Invertible elements of $K[x]/\langle p(x)\rangle$ when $p(x)$ is irreducible

Question

I want to find the inverse of $f(x)=ax^{2}+bx+c$ in $L=K[x]/\langle p(x)\rangle$ when $p(x)$ is an irreducible polynomial in $K[x]$ with degree $3$.

I know elements of $L$ are like $f(x)$ such that $a,b,c$ are in $K$. I'm choosing element $g(x)=a'x^{2}+b'x+c'$ in $L$ and seting, $f(x)g(x)=1$ and know $c'$ is inverse of $c$, but finding $a'$ and $b'$ not simple because I think finding these depend on knowing $p(x)$! Namely, $f(x)g(x)$ must compute $(\!\!\!\mod\!\! p(x))$ to place $x^{4}$ and $x^{3}$ with power less than these.

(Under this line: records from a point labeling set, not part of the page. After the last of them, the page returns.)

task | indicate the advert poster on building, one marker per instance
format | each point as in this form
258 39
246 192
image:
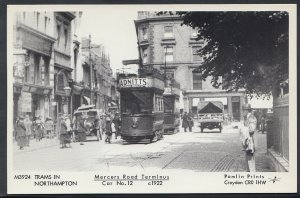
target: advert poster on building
151 98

Please help me to find $g(x)$. Thank you.

Answer 1

Without knowing $p(x)$ and $f(x)$ can not solving this problem; and note, degree of $g(x)$ can be $2$. for example, if $K=\mathbb{Q}$, $p(x)=x^{3}-2x-2$ and $f(x)=x^{2}+x+1$ then $g(x)=-\dfrac{2}{3}x^{2}+\dfrac{1}{3}x+\dfrac{5}{3}$ such that $fg=1$ in $K[x]/\langle‎p(x)\rangle‎$.